Analog circuit fault diagnosis based on density peaks clustering and dynamic weight probabilistic neural network

Abstract

Fault diagnosis methods based on probabilistic neural networks (PNNs) have been widely used in various products, owing to their simplicity and efficiency. However, in some multi-condition circuit fault diagnoses, the presence of numerous faults and heterogeneity of the training data make the computational efficiency, classification accuracy, and selection of the pattern neuron samples of the PNN challenging. To overcome these difficulties, this study proposes a novel analog circuit fault diagnosis method based on density peaks clustering and a dynamic weight PNN. In this method, density peaks clustering is performed to determine the number of pattern neuron classes.

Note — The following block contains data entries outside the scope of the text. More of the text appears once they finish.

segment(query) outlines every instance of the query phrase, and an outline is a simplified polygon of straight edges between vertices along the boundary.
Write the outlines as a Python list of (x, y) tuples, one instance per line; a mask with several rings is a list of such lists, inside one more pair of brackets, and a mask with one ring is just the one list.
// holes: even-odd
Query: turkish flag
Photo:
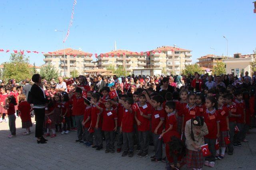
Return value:
[(201, 146), (201, 150), (203, 153), (203, 156), (206, 157), (211, 155), (211, 152), (209, 150), (208, 144), (204, 144)]
[(115, 90), (110, 91), (110, 92), (108, 93), (108, 94), (109, 95), (109, 97), (111, 99), (116, 97), (118, 97), (117, 92), (116, 92), (116, 90)]
[(215, 150), (218, 150), (220, 149), (220, 145), (219, 145), (219, 140), (218, 139), (216, 139), (216, 143), (215, 143)]

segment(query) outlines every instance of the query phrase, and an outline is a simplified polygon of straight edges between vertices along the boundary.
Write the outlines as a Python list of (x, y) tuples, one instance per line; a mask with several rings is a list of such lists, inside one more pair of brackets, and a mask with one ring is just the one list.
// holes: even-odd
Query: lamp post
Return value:
[[(62, 32), (63, 34), (63, 40), (64, 40), (64, 31), (60, 30), (58, 30), (57, 29), (54, 30), (56, 32)], [(66, 77), (66, 63), (65, 61), (65, 43), (63, 42), (63, 50), (64, 50), (64, 76)]]
[(223, 38), (227, 40), (227, 57), (228, 57), (228, 41), (225, 36), (223, 36)]
[[(179, 57), (180, 58), (180, 75), (181, 74), (181, 58), (180, 57), (180, 47), (177, 46), (176, 44), (174, 44), (173, 46), (174, 47), (177, 47), (179, 48)], [(174, 53), (175, 52), (174, 52)], [(175, 61), (174, 61), (175, 63)], [(174, 66), (174, 68), (175, 66)]]

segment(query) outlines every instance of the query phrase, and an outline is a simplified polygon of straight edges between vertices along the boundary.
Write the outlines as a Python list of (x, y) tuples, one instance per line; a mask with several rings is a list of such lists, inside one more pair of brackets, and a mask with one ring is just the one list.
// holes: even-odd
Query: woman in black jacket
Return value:
[(32, 76), (32, 81), (34, 84), (31, 87), (30, 97), (30, 102), (33, 104), (33, 108), (35, 113), (36, 137), (37, 138), (38, 143), (46, 143), (47, 140), (43, 136), (43, 127), (46, 99), (44, 91), (40, 86), (42, 83), (42, 78), (39, 74), (36, 74)]

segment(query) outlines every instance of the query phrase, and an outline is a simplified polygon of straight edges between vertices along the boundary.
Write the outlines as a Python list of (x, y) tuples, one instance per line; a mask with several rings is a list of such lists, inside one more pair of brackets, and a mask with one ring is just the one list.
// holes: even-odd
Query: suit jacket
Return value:
[(98, 91), (99, 92), (103, 87), (106, 87), (106, 82), (102, 80), (101, 80), (101, 82), (100, 82), (100, 82), (98, 82), (97, 83), (97, 84), (96, 84), (96, 88), (98, 90)]

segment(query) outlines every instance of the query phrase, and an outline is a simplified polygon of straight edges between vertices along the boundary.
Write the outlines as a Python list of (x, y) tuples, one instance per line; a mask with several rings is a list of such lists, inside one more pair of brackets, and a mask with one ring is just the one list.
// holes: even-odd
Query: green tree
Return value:
[(189, 73), (194, 75), (195, 72), (197, 72), (200, 74), (203, 73), (203, 70), (197, 64), (186, 65), (185, 69), (181, 71), (182, 74), (188, 75)]
[(4, 63), (4, 77), (15, 79), (16, 82), (31, 77), (29, 59), (20, 53), (11, 53), (10, 62)]
[(222, 62), (218, 62), (213, 67), (212, 74), (216, 74), (217, 76), (222, 74), (226, 74), (226, 65)]
[(40, 75), (42, 78), (50, 81), (52, 78), (57, 79), (59, 76), (58, 70), (50, 64), (44, 65), (41, 68)]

Based on the results of clustering, a priority function is defined, and a novel two-step pattern neuron optimization algorithm incorporating local density and gravity is proposed. Accordingly, the representative boundary data are selected as the pattern neuron samples and numerous redundant samples are reduced. Moreover, a dynamic grey correlation weight determination (GCWD) algorithm between the input and pattern layers is proposed, to determine which classes of the pattern neurons need to be activated and involved in the diagnostic calculation. In addition, a dynamic proportion-amplified weight determination (PAWD) algorithm between the pattern and summation layers is suggested to reduce the adverse effect of the heterogeneity. This not only reduces the number of calculations in the diagnostic process, but also improves the accuracy of the diagnostic model. Case study on a filter circuit clearly demonstrates that the proposed method can achieve high classification accuracy with only a few pattern neurons.